Check the pod logs for runtime errors. See View pod logs.
Connect to the container terminal to inspect local files and application state. See Connect to a container terminal.

Pods stuck in Terminating

A Terminating pod is being deleted but has not yet stopped. Pods in this state typically resolve on their own after the grace period expires.

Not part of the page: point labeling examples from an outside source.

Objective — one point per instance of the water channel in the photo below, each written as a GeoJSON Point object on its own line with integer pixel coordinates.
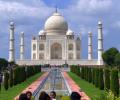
{"type": "Point", "coordinates": [54, 82]}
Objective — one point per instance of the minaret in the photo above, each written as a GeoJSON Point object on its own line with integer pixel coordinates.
{"type": "Point", "coordinates": [89, 45]}
{"type": "Point", "coordinates": [100, 43]}
{"type": "Point", "coordinates": [11, 43]}
{"type": "Point", "coordinates": [22, 46]}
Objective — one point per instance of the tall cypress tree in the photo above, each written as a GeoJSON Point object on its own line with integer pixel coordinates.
{"type": "Point", "coordinates": [101, 80]}
{"type": "Point", "coordinates": [114, 82]}
{"type": "Point", "coordinates": [11, 77]}
{"type": "Point", "coordinates": [107, 78]}
{"type": "Point", "coordinates": [96, 77]}
{"type": "Point", "coordinates": [6, 80]}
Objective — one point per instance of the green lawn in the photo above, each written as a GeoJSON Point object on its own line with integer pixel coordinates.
{"type": "Point", "coordinates": [87, 87]}
{"type": "Point", "coordinates": [12, 92]}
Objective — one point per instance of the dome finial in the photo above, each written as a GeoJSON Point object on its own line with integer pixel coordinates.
{"type": "Point", "coordinates": [56, 10]}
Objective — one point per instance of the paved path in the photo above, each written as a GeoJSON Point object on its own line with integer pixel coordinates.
{"type": "Point", "coordinates": [73, 86]}
{"type": "Point", "coordinates": [34, 85]}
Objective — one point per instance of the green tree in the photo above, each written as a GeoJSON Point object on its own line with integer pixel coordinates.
{"type": "Point", "coordinates": [11, 77]}
{"type": "Point", "coordinates": [3, 64]}
{"type": "Point", "coordinates": [107, 78]}
{"type": "Point", "coordinates": [114, 82]}
{"type": "Point", "coordinates": [6, 80]}
{"type": "Point", "coordinates": [96, 77]}
{"type": "Point", "coordinates": [101, 80]}
{"type": "Point", "coordinates": [117, 59]}
{"type": "Point", "coordinates": [109, 56]}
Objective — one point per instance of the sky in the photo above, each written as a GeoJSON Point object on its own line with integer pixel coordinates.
{"type": "Point", "coordinates": [82, 16]}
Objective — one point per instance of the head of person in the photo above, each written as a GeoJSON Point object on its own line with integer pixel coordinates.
{"type": "Point", "coordinates": [44, 96]}
{"type": "Point", "coordinates": [75, 96]}
{"type": "Point", "coordinates": [53, 94]}
{"type": "Point", "coordinates": [29, 95]}
{"type": "Point", "coordinates": [23, 96]}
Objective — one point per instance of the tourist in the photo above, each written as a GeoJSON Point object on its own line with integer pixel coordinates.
{"type": "Point", "coordinates": [23, 96]}
{"type": "Point", "coordinates": [53, 95]}
{"type": "Point", "coordinates": [75, 96]}
{"type": "Point", "coordinates": [29, 95]}
{"type": "Point", "coordinates": [44, 96]}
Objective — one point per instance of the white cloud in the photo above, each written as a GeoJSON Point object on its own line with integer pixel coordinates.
{"type": "Point", "coordinates": [92, 6]}
{"type": "Point", "coordinates": [18, 9]}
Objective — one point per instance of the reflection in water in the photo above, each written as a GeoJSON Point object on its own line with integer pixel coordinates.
{"type": "Point", "coordinates": [55, 82]}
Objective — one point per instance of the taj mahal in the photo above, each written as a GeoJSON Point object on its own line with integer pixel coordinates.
{"type": "Point", "coordinates": [56, 44]}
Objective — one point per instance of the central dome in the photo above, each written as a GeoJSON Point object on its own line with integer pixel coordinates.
{"type": "Point", "coordinates": [56, 25]}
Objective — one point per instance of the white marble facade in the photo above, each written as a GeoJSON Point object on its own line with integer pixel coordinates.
{"type": "Point", "coordinates": [57, 44]}
{"type": "Point", "coordinates": [55, 41]}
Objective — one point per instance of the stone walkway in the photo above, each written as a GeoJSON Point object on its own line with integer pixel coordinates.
{"type": "Point", "coordinates": [73, 86]}
{"type": "Point", "coordinates": [34, 85]}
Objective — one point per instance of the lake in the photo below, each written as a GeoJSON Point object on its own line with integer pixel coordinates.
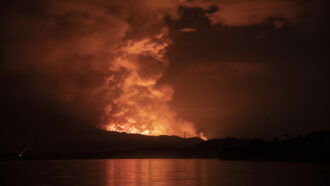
{"type": "Point", "coordinates": [161, 172]}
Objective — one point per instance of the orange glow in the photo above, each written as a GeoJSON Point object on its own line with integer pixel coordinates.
{"type": "Point", "coordinates": [138, 103]}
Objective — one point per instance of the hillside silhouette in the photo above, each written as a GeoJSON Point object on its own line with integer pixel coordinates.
{"type": "Point", "coordinates": [103, 144]}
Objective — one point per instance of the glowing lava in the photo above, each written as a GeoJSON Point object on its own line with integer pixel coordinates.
{"type": "Point", "coordinates": [140, 105]}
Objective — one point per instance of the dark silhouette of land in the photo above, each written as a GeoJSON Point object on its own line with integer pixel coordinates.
{"type": "Point", "coordinates": [103, 144]}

If a pod remains in Terminating for an extended period, force-delete it:

kubectl delete pod <pod-name> -n <namespace> --grace-period=0 --force

Troubleshoot OOM errors

When a container's memory usage exceeds its configured memory limit, the kernel terminates the container with an out-of-memory (OOM) kill. The terminated container may restart automatically.

Symptoms:

The container restarts unexpectedly.
The Events tab on the pod details page shows the event: pod was OOM killed.

Diagnose the issue:

Check the memory usage graph to identify when spikes occurred. See View pod monitoring.
Determine whether the high memory usage is caused by a memory leak or by legitimate workload demands:
- Memory leak: Investigate the application code based on the timing of memory spikes, log entries, and process names.
- Normal memory growth: Increase the pod's memory limit. Set the limit so that actual memory usage stays below 80% of the configured limit. For details, see Manage pods.

For more background, see Assign Memory Resources to Containers and Pods.